California has long been ground zero for hybrid vehicles. Thanks to this year’s Los Angeles Auto Show, it looks to become the same for plug-in hybrid crossovers.
Automakers at the show debuted a host of electric vehicles and plug-ins. There’s the new Toyota RAV4, a BMW X3, a Lincoln Corsair and a Hyundai that points to a plug-in version of the Tucson compact crossover.
WHAT’S A PLUG-IN?
Such vehicles are a true hybrid between a fully-electric car and a gasoline auto. They have batteries that can hold enough electricity to run the vehicle on electrons alone for anywhere between 20 and 40 miles. When that runs out, a gas engine kicks on and extends the range for hundreds of miles. These crossovers can run on gas or electricity.
They are different than conventional hybrids like the Prius. The conventional hybrids get a boost from an electric motor and recharge through braking. They can’t run more than a few feet on just electricity and should be considered gasoline vehicles.
Plug-in hybrids, however, don’t have the same widespread acceptance. The idea of plugging in a car, whether it’s a hybrid or a pure electric, is still something that makes people uncomfortable.
Part of the challenge is the lack of charging stations. Depending on where you live, it can be tough to find them along your daily route. While a plug-in hybrid still has a gas engine, not being able to plug-in at the grocery store or local mall reduces the benefits by forcing the driver to operate mostly in the gasoline mode.
That’s left plug-ins playing catch up. Automakers seem ready, making them the stars of this year’s L.A. Auto Show rather than afterthoughts. What changed?
LOOK TO CALIFORNIA
It helps to understand the growing popularity of plug-in hybrids by looking to California, which is the biggest market for plug-in electric vehicles in the country. The state’s Zero-Emission Vehicle Program run by the California Air Resources Board strictly monitors how many plug-in electric vehicles an automaker sells each year.
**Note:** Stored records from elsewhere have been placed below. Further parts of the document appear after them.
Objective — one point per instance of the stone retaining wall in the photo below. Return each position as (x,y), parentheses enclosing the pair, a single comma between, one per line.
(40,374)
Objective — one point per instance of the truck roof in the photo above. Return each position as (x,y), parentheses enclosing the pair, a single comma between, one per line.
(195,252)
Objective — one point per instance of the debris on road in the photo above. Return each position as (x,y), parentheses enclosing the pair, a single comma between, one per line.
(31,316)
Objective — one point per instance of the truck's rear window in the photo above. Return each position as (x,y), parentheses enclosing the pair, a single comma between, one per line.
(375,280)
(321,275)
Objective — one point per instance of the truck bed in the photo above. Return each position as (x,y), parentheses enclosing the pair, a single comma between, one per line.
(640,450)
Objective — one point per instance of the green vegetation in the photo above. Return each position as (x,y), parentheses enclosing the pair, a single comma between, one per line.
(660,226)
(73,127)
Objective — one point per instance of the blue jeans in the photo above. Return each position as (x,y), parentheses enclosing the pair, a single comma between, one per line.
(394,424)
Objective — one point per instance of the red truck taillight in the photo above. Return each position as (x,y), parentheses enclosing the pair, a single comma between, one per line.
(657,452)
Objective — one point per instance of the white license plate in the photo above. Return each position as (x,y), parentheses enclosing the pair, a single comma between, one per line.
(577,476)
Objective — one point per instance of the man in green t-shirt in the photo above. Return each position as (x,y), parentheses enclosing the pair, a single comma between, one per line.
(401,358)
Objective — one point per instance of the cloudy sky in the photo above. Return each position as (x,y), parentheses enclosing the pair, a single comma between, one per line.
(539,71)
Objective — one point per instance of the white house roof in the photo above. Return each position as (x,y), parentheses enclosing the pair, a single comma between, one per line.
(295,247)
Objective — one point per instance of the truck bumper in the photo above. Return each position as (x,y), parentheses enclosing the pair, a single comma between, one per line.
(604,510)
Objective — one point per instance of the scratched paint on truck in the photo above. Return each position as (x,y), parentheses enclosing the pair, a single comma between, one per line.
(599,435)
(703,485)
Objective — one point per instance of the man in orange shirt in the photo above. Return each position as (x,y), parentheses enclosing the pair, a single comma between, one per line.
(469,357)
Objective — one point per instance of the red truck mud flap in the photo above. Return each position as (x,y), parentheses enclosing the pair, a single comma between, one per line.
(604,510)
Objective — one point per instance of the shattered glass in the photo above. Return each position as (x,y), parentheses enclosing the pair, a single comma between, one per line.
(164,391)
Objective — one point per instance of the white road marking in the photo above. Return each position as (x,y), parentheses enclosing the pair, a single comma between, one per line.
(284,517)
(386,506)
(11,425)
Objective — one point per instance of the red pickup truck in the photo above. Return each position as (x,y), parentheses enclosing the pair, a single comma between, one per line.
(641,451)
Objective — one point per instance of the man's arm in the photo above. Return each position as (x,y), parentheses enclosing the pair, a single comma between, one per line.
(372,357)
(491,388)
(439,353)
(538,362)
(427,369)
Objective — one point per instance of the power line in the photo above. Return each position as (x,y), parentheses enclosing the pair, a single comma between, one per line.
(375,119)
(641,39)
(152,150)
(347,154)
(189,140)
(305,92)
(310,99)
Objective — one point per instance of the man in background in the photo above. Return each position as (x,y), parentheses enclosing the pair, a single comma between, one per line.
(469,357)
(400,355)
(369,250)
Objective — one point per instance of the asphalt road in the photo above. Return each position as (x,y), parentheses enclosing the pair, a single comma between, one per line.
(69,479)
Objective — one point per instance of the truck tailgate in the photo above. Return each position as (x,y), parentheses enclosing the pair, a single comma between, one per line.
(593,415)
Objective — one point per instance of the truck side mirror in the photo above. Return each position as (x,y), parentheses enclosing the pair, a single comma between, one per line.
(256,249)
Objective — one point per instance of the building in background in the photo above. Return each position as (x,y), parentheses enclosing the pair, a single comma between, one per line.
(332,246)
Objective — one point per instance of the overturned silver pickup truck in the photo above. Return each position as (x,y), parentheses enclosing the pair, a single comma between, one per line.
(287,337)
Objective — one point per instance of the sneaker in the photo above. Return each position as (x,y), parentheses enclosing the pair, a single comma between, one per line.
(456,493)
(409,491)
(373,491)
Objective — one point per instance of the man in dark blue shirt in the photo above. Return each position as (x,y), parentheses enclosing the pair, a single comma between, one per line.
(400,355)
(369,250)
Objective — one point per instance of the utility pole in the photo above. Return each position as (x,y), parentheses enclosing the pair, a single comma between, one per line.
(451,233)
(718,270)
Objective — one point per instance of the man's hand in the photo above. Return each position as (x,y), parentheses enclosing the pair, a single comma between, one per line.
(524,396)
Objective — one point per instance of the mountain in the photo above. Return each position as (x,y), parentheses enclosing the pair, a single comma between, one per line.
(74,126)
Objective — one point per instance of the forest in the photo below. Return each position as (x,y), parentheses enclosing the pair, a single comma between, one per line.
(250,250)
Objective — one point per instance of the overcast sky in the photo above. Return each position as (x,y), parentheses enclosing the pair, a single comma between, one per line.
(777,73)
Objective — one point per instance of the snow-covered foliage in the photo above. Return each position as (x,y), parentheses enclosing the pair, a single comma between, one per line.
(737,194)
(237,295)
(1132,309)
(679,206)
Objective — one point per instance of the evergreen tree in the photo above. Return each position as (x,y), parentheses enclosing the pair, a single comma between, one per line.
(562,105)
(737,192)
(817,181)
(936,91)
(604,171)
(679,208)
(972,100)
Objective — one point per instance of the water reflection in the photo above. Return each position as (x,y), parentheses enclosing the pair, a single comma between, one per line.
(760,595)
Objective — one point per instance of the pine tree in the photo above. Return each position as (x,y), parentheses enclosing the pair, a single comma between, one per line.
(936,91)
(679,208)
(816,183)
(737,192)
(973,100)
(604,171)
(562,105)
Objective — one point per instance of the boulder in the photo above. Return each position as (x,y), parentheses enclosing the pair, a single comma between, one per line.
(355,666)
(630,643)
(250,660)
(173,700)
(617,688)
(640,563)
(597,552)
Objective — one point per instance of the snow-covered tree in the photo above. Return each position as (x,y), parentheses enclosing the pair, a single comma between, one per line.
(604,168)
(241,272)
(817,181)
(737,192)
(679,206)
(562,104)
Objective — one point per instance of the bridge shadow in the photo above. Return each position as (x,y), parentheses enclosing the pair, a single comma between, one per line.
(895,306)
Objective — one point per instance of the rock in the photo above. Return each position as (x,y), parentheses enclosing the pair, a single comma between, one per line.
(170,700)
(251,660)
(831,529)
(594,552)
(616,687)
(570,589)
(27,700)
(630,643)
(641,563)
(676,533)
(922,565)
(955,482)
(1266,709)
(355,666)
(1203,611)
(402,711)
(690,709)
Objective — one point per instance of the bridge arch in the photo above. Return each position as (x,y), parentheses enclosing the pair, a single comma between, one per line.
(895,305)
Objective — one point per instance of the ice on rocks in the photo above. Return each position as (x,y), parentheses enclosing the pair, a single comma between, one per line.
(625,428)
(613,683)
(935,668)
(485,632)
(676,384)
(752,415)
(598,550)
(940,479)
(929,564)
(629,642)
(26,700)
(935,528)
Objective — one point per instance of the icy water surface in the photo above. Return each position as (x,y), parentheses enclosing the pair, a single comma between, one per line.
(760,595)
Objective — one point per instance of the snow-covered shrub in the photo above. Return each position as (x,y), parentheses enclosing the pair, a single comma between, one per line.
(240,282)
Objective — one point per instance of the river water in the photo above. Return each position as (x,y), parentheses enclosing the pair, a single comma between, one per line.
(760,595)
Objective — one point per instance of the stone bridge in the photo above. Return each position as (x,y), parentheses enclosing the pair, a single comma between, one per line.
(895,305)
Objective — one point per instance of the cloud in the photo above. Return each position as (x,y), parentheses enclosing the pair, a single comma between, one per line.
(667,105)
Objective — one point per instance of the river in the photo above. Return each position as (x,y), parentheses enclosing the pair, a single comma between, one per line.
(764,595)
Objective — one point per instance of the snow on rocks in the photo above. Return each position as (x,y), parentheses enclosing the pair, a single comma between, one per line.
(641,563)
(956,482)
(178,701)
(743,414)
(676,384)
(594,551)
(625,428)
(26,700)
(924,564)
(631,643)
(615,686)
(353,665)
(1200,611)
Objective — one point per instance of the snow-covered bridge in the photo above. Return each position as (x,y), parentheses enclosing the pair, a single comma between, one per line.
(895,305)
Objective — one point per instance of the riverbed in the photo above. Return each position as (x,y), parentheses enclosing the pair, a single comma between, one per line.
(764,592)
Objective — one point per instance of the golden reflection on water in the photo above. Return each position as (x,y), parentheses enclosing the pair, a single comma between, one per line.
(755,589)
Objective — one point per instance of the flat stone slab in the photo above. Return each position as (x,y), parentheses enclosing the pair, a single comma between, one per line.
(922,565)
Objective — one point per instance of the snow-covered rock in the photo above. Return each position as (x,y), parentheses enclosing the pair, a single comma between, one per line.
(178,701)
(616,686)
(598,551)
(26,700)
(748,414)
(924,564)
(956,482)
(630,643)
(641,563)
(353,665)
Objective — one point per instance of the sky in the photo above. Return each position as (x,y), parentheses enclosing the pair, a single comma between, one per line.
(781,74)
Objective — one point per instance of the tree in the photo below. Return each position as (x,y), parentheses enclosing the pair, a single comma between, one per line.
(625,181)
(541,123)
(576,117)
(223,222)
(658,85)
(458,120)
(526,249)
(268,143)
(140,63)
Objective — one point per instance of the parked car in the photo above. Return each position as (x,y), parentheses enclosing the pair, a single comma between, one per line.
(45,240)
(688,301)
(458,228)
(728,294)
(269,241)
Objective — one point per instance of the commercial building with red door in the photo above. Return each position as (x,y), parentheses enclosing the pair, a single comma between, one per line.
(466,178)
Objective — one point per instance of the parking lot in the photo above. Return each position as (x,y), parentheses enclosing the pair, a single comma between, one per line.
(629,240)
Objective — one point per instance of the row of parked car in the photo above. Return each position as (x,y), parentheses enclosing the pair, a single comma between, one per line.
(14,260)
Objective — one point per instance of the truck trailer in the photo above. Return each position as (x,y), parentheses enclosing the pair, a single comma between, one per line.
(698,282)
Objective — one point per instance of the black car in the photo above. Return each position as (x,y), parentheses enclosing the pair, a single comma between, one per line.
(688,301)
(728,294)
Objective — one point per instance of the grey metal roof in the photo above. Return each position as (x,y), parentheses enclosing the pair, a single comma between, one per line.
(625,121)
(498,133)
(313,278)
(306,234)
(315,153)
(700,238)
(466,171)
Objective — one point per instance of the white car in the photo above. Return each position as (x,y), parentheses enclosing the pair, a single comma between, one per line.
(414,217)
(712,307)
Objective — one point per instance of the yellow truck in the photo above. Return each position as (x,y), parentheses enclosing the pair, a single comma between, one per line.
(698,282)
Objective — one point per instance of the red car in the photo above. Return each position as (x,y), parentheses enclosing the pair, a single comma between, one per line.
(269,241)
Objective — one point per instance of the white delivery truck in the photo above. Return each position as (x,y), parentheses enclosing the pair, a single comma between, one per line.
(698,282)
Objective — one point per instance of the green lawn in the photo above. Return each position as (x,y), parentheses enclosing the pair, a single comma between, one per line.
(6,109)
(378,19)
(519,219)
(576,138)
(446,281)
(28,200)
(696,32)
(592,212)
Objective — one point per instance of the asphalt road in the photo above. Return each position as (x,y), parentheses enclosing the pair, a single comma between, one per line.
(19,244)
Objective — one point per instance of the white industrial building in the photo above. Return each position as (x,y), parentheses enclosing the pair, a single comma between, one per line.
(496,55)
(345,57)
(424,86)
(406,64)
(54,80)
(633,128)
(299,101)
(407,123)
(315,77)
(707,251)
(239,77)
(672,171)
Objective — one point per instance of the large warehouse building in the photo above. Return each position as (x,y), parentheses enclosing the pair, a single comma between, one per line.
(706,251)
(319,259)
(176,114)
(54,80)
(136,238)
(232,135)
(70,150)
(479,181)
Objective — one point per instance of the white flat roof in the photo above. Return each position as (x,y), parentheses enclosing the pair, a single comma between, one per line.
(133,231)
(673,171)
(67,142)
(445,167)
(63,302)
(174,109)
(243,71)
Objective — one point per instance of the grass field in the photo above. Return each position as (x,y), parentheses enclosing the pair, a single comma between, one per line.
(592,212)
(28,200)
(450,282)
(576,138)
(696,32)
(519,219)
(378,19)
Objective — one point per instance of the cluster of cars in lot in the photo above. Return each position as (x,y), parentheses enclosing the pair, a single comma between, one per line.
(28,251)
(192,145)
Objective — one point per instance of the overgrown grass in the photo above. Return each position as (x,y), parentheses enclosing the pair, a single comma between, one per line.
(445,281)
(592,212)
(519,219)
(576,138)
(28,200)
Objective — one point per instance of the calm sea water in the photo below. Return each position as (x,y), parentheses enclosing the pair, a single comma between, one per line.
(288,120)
“The ZEV mandate has annual increases in the percentage of PEVs that need to be sold and manufacturers that don’t hit those thresholds have to either buy credits from other companies that have exceeded their targets or pay fines,” said Sam Abuelsamid, Navigant Research principal analyst.
At the same time, California requires a certain number of plug-in electric vehicles to be sold. It’s reducing the number of cars that qualify for incentives through the Clean Vehicle Rebate Project. Luxury options are now off the approved list thanks to a pricing cap of $60,000.
Even some vehicles that fall under that cap don’t qualify under the recently revised program. A new rule requires plug-in hybrids to have a CARB-approved all-electric range of at least 35 miles instead of the existing 20 miles to be eligible for a $1,000 rebate. That eliminates the Subaru Crosstrek and Mitsubishi Outlander, which are the only two plug-in hybrid crossovers priced under the threshold. The mileage requirement puts the new Lincoln Corsair out of the money, but Toyota’s RAV4 qualifies.
OPPORTUNITY FOR NEW MODELS
That creates an opportunity for new models that meet the required electric range and have pricing below the threshold. But Abuelsamid said he isn’t convinced that tightening the rules for rebates will have much effect on what consumers purchase.
“As to whether the rebate changes will have any impact, I doubt it. I think it’s good to reduce the rebates for high-income buyers because frankly, if they want an E.V., they can probably afford it anyway,” he said.
As for those on a tighter budget, “The reality is that most drivers never buy a new car anyway. Used cars outsell new by about 3-to-1,” he said.
That isn’t slowing down the introduction of new plug-in hybrid and fully electric options.
Automakers are rolling out more than 100 new electric nameplates over the next several years as they try to create plug-ins “that consumers actually want to buy, hopefully without discounting the price too much,” Abuelsamid said.